When History's biggest bloodiest war is won by a deaf mute (aka Mother Nature) the story of the war is almost bound to be told by its biggest losers, the four nations who have the most reason to defend their losing roles.
It doesn't hurt that these four (America,Britain,Germany and Japan) also have the financial and demographic clout to have their version (of just how the war panned out) become the dominant one.
Nominally, two of these four (America and Britain) were the human winners and two (Germany and Japan) were the human losers, so it seems hard to imagine the four having much to say - collectively - about the results of World War Two.
No so.
The Germans and the Japanese were among the world's biggest industrial, scientific and modernist powers in 1939.
They got there not by the wealth of their material resources but on sheer intellectual willpower.
They respect intellectual willpower - in fact, believe as no others do that it is the most important element in the rise of a superstate - not the size of a state's original resource base.
Britain holds this view too, though a little less strongly - willing to grant much to the role of its resource rich empire in its rise to world power status. But it also places much credit for its rise upon the unique character of the British character, formed in its unique schools.
America holds this view strongly as Britain - it freely admits it has somewhat more natural resources than do Russia, China, India,Brazil, Canada and Australia - but says that wasn't enough to make the USA the world power it is : grant much, they plead, to the exceptionalist American character.
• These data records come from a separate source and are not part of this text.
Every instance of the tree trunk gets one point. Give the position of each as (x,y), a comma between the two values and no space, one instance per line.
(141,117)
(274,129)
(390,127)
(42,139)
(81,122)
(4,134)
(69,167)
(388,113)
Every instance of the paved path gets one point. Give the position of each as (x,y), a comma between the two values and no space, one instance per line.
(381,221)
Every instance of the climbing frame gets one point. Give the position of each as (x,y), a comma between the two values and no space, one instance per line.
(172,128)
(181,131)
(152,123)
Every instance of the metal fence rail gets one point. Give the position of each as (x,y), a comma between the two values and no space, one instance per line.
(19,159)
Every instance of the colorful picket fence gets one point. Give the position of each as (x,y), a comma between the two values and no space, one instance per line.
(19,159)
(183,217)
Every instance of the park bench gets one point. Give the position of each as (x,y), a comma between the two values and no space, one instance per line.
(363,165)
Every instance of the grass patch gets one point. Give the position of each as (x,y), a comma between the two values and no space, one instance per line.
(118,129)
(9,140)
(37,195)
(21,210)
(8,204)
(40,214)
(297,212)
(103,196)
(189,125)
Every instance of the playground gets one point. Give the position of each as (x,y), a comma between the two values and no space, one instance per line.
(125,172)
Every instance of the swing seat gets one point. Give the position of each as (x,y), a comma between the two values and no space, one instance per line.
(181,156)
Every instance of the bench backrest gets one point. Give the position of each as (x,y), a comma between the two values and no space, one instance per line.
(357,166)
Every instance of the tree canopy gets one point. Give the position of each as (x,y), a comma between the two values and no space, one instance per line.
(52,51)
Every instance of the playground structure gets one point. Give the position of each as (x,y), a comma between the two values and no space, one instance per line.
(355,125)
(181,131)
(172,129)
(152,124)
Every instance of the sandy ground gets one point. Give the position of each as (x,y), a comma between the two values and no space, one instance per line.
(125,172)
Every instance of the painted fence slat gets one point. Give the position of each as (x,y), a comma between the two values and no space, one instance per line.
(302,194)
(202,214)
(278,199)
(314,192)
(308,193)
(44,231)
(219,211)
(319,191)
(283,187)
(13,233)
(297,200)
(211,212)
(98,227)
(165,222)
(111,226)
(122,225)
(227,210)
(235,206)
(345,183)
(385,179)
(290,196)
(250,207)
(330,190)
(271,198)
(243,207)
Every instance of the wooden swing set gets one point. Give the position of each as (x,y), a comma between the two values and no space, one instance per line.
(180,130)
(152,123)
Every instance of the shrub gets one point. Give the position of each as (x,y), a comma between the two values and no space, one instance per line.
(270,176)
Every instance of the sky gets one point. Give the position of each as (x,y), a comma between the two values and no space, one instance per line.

So American and Britain freely admit that they were not as good in military willpower as were the Germans or the Japanese - but that the superior scientific willpower of the Allies won through.
Few Germans or Japanese disagree : 'we had the best best military, but they had the best Big Science.'
All four say, in effect, that this was a war between humans, between clashing human wills .
The natural resource imbalance between Axis and Allied weighted for little.
In fact they claim WWII (accurately) as the first war where the majority of deaths were caused directly by (K-selected) humans and not indirectly by Mother Nature's invisible minions... the invisible living beings that are the (r-selected) causes of malnutrition and disease that usually rule other wars.
Seems then that I have my work to cut out, to prove that Nature won WWII and that human willpower lost it, doesn't it ??